Alternatively, you can also install MongoDB manually following the official documentation. If you installed MongoDB manually, an important note is that you need to ensure that the MongoDB instance has enabled replica set feature, since Agent-lightning uses the transactional operations internally. The simplest approach is to use the following script (executed in the MongoDB shell) to initialize the replica set:
To scale out further, launch the store server via agl store --backend mongo (see Debugging with External Store). The CLI accepts --n-workers, which starts the server under gunicorn with multiple worker processes so concurrent runners can push and pull at higher throughput. This option applies only to persistent backends; an in-memory store, on the other hand, cannot be sharded across workers because its state lives inside one process.
Note
The --n-workers here is the number of worker processes for the store server, NOT related to the number of rollout runners.
Increasing Throughput of LLM Proxy¶
Agent-lightning includes an optional LLMProxy that wraps LiteLLM to provide a unified OpenAI-compatible endpoint for your agents. When rollout throughput increases, the proxy can become a bottleneck. You can scale it out using the same pattern as the store server.
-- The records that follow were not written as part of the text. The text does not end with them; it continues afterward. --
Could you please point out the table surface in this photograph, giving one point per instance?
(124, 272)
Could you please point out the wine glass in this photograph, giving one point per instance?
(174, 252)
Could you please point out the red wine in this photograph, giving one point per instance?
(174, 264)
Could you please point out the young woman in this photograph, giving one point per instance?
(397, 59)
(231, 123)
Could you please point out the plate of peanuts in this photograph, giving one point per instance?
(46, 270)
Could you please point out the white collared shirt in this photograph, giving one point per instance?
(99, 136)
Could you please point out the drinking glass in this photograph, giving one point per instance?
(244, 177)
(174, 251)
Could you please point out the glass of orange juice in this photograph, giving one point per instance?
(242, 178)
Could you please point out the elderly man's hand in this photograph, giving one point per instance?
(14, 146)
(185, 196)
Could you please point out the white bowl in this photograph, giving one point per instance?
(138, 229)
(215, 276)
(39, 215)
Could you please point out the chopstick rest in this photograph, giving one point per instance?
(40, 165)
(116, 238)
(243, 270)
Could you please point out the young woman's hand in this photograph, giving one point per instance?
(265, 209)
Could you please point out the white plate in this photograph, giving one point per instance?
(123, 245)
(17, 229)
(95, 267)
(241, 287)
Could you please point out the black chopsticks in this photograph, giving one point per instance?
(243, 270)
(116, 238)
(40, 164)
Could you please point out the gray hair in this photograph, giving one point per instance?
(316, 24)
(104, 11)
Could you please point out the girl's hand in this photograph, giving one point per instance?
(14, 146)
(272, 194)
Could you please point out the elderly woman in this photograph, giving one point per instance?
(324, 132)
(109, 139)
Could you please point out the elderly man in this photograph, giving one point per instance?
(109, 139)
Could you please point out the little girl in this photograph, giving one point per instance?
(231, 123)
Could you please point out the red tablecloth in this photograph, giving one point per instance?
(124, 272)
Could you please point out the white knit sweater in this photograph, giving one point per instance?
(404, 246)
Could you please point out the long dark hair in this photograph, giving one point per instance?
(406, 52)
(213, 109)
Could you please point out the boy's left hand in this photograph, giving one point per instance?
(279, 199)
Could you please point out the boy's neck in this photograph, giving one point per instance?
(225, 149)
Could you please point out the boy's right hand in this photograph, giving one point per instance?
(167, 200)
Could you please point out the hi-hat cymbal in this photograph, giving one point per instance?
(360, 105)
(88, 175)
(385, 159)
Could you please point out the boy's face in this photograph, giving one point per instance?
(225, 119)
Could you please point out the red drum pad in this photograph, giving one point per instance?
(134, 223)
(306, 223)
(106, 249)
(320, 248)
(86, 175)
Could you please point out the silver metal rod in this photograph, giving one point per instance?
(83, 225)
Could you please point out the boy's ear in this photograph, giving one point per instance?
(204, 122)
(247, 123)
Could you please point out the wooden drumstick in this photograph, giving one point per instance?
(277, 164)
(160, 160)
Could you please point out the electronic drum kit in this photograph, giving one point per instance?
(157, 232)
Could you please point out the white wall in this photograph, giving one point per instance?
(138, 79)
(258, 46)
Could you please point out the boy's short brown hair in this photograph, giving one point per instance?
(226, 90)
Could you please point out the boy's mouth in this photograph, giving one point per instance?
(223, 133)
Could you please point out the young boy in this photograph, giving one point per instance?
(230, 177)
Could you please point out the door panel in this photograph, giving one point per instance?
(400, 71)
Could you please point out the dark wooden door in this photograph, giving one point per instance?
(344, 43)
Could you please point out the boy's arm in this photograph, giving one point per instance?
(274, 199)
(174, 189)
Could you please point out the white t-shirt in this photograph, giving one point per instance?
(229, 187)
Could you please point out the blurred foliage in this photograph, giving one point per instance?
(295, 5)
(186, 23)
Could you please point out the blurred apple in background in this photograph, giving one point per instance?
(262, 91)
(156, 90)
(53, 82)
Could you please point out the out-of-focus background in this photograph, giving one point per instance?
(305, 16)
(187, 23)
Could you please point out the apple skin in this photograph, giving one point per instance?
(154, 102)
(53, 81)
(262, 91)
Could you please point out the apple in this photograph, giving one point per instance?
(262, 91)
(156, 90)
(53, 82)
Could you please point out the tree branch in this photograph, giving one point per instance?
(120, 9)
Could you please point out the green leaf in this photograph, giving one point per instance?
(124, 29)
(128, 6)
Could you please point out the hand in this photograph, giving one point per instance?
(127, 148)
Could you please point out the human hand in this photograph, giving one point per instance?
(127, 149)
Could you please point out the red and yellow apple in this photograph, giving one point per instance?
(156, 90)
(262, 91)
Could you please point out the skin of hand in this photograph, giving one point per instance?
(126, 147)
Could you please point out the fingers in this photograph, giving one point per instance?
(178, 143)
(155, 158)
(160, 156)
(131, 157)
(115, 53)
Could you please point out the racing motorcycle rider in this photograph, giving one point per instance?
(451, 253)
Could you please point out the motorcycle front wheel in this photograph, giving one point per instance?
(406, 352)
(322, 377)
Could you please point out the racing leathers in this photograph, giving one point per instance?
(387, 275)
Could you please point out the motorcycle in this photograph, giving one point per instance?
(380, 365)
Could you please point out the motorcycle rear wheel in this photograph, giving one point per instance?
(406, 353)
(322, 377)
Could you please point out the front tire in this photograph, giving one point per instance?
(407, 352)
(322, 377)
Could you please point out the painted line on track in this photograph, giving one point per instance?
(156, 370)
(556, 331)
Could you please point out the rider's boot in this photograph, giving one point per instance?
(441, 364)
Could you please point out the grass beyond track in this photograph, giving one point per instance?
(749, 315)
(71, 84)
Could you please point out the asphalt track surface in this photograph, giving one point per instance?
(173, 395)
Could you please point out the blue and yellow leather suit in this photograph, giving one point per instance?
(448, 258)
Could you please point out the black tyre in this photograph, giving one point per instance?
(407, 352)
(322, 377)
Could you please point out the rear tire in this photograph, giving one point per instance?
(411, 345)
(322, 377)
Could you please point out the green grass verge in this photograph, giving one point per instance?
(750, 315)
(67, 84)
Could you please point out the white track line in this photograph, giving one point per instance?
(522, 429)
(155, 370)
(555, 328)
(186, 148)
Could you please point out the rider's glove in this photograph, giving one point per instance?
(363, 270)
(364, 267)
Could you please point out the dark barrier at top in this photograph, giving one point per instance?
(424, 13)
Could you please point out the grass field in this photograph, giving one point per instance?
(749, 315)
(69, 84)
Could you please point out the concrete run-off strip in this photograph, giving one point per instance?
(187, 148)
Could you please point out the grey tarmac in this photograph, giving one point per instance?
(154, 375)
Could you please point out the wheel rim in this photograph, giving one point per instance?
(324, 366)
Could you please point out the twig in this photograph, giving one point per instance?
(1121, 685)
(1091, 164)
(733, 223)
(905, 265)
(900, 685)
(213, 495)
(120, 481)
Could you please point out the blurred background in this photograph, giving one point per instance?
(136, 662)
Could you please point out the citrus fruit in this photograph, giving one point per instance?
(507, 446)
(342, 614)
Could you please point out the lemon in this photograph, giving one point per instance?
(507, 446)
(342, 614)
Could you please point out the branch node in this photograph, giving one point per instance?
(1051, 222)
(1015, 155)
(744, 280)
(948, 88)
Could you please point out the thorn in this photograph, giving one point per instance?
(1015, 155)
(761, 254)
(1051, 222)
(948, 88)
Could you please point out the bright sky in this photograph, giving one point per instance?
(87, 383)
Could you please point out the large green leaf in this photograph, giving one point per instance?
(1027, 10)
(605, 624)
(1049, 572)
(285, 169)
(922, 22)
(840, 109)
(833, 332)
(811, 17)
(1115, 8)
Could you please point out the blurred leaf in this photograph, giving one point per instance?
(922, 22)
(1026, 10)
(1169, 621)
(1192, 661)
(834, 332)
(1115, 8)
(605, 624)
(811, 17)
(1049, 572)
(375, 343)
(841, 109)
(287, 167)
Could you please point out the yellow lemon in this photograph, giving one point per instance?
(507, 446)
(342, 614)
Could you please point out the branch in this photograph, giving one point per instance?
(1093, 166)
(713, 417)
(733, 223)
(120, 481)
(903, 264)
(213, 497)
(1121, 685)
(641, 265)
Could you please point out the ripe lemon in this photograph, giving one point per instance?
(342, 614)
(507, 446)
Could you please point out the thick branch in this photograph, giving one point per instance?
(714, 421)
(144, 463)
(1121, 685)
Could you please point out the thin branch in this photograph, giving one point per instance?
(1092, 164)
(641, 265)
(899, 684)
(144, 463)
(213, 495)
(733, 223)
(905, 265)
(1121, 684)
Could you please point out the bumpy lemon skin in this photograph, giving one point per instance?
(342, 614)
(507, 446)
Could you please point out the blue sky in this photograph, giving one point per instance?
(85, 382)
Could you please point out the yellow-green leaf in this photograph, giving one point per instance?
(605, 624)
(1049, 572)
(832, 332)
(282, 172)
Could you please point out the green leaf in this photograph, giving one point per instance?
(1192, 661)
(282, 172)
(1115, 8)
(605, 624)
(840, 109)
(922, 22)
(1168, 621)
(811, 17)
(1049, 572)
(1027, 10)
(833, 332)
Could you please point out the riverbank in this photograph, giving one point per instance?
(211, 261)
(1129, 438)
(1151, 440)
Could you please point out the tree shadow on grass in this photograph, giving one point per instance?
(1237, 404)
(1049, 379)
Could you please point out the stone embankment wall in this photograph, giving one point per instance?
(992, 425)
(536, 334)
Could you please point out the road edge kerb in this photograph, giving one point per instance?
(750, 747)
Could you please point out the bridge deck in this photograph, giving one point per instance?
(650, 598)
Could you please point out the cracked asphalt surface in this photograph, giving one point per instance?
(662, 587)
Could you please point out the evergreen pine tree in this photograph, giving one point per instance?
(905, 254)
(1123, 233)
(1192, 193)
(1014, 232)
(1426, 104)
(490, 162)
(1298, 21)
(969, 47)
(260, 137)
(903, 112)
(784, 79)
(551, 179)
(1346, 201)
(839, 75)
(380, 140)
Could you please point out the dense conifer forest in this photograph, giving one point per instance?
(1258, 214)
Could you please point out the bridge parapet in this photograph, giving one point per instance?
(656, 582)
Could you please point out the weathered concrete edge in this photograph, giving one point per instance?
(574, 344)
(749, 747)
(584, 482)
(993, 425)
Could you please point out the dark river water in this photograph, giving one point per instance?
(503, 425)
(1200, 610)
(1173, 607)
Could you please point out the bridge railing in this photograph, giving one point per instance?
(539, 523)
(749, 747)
To increase proxy throughput, pass num_workers when constructing the proxy:
import agentlightning as agl
proxy = agl.LLMProxy(
port=4000,
launch_mode="mp", # multiprocessing mode
num_workers=4, # four gunicorn workers handle concurrent requests
)
You can also configure the proxy through Trainer:
trainer = agl.Trainer(
algorithm=algorithm,
n_runners=8, # The runners here is the rollout runners, not related to LLM proxy replicas
llm_proxy={"port": 4000, "num_workers": 4}, # launch mode is actually mp by default
)
When num_workers > 1, the launcher starts gunicorn with the specified number of worker processes. Each worker runs its own event loop, allowing the proxy to handle many concurrent LLM requests without being blocked by Python's GIL.
Tip
When using mp launch mode, LLMProxy will start the server in a separate process. To make sure the proxy is still accessing the same store as the main process, you need to set the store to be zero-copy compatible, which means, either the store is a native zero-copy store like MongoLightningStore or the store is wrapped via LightningStoreServer or LightningStoreClient.
Shared Server Infrastructure
Both LightningStoreServer and LLMProxy rely on a common utility called PythonServerLauncherArgs. This dataclass captures the settings needed to launch a FastAPI application:
from agentlightning.utils import PythonServerLauncherArgs
args = PythonServerLauncherArgs(
port=8000,
host="0.0.0.0",
n_workers=4, # spawn 4 gunicorn workers
launch_mode="thread", # or "mp" for multiprocessing, "asyncio" for in-loop
)
Under the hood, PythonServerLauncher reads these arguments and chooses between uvicorn (single worker) and gunicorn (multiple workers) automatically.